The evaluation method for traditional villages

Through literature review and field visits to 415 traditional villages in Qiandongnan, a preliminary comprehensive evaluation index system for traditional villages in Qiandongnan and a development potential evaluation index system were constructed based on comprehensive opinions. The Delphi method was employed to screen and refine the two preliminary evaluation systems mentioned above. A total of 15 experts were invited to participate in the evaluations using both the Delphi and Analytic Hierarchy Process (AHP) methods, including specialists in cultural heritage conservation (6), urban and rural planning (5), and geography and environmental studies (4). Consistency checks were conducted on the AHP pairwise comparison matrices, and all consistency ratios (CR) were below 0.1, thereby establishing the formal evaluation indicator system.

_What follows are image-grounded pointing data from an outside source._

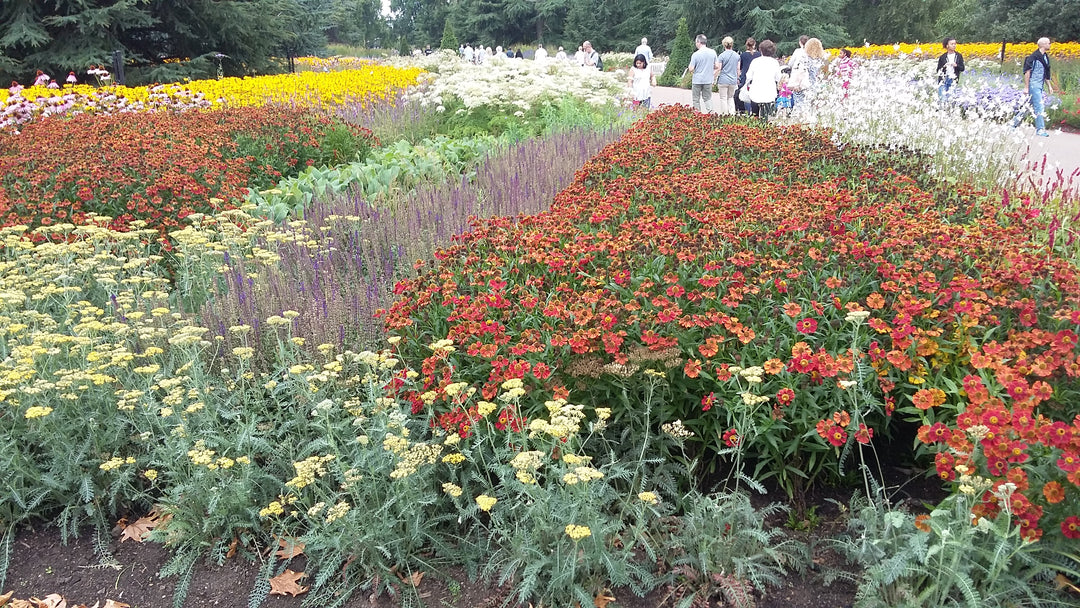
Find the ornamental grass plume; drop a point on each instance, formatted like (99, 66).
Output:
(338, 266)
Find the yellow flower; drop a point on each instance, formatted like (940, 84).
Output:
(485, 502)
(274, 508)
(648, 498)
(578, 532)
(484, 408)
(37, 411)
(337, 512)
(454, 458)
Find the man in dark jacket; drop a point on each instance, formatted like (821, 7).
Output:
(949, 67)
(1036, 78)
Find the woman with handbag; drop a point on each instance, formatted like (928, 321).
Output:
(763, 80)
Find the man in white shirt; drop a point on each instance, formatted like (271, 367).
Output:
(644, 49)
(591, 57)
(704, 67)
(800, 53)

$${ADP}={\sum }_{i=1}^{n}{X}_{i}\cdot {W}_{i}$$
(3)

In Eq. (3), \({X}_{i}\) represents the numerical value computed for indicator i after assignment processing of its original data, \({W}_{i}\) represents the weight parameter associated with indicator \(i\). ADP denotes the total value of the evaluation index system. A higher \({ADP}\) value indicates a larger value for either the comprehensive evaluation index system or the development potential evaluation index system of traditional villages, while a lower value indicates the opposite.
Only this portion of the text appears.